Hubo un momento de vacío, una quietud repentina que a Myron no le gustó.
– ¿Está vivo o muerto? -preguntó Myron.
– ¿La verdad? -respondió Stan-. No lo sé.
Eric Ford conducía con Kimberly Green de copiloto, y Myron y Stan iban detrás. Los seguían varios coches llenos de agentes. También la prensa. No pudieron evitarlo.
– Mi madre murió en 1977 -explicó Stan-. De cáncer. Mi padre ya no estaba bien. Lo único en la vida que le importaba, lo único bueno que tenía, era mi madre. La quería mucho.
El reloj del coche marcaba las 4.03 de la madrugada. Stan les indicó por dónde tenían que salir de la carretera 15. Había un cartel que señalaba Dingsman Bridge. Se dirigían a Pennsylvania.

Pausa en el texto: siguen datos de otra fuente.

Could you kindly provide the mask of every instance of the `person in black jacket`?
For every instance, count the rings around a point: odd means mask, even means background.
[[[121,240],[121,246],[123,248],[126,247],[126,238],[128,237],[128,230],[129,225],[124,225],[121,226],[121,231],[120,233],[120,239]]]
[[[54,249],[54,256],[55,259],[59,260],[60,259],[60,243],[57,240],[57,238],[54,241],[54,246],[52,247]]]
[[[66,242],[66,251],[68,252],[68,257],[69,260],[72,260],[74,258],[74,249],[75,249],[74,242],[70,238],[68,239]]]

– La poca cordura que le quedaba se la llevó la muerte de mi madre. Él la vio sufrir. Los médicos lo intentaron todo, utilizaron todos los avances tecnológicos, pero eso sólo la hizo sufrir más. Fue entonces cuando mi padre empezó a obsesionarse con la fuerza de la mente. Si mi madre no se hubiera apoyado tanto en la tecnología, pensaba. Si en vez de ello, hubiera usado su mente. Si hubiera visto su potencial ilimitado. La tecnología la había matado, decía, le había dado falsas esperanzas, y le había impedido usar lo único capaz de salvarla: el ilimitado poder del cerebro humano.
Nadie comentó nada.
– Teníamos una casa de veraneo aquí. Era muy bonita. Seis hectáreas de terreno, a un paseo de un lago. Mi padre me llevaba a menudo a pescar y a cazar. Pero hace muchos años que no voy. Ni siquiera había vuelto a pensar más en el lugar. Trajo a mi madre a morir aquí, luego la enterró en el bosque. ¿Ven? Aquí es donde su sufrimiento acabó para siempre.
La pregunta obvia flotaba en el aire, sin formular: ¿y el de quién más?
Más tarde Myron no recordaría nada de aquel trayecto. Ni edificios, ni monumentos, ni árboles. Al otro lado de su ventanilla estaba la noche oscura, negro sobre negro, los ojos cerrados con fuerza en la más oscura de las habitaciones. Se reclinó y esperó.
Stan les indicó que se detuvieran al pie de una zona boscosa. Sonaban más grillos. Los otros coches pararon junto a ellos. Los federales bajaron y empezaron a peinar la zona. Los focos de las potentes linternas mostraban un terreno irregular. Myron los ignoró. Tragó saliva y echó a correr. Stan corrió con él.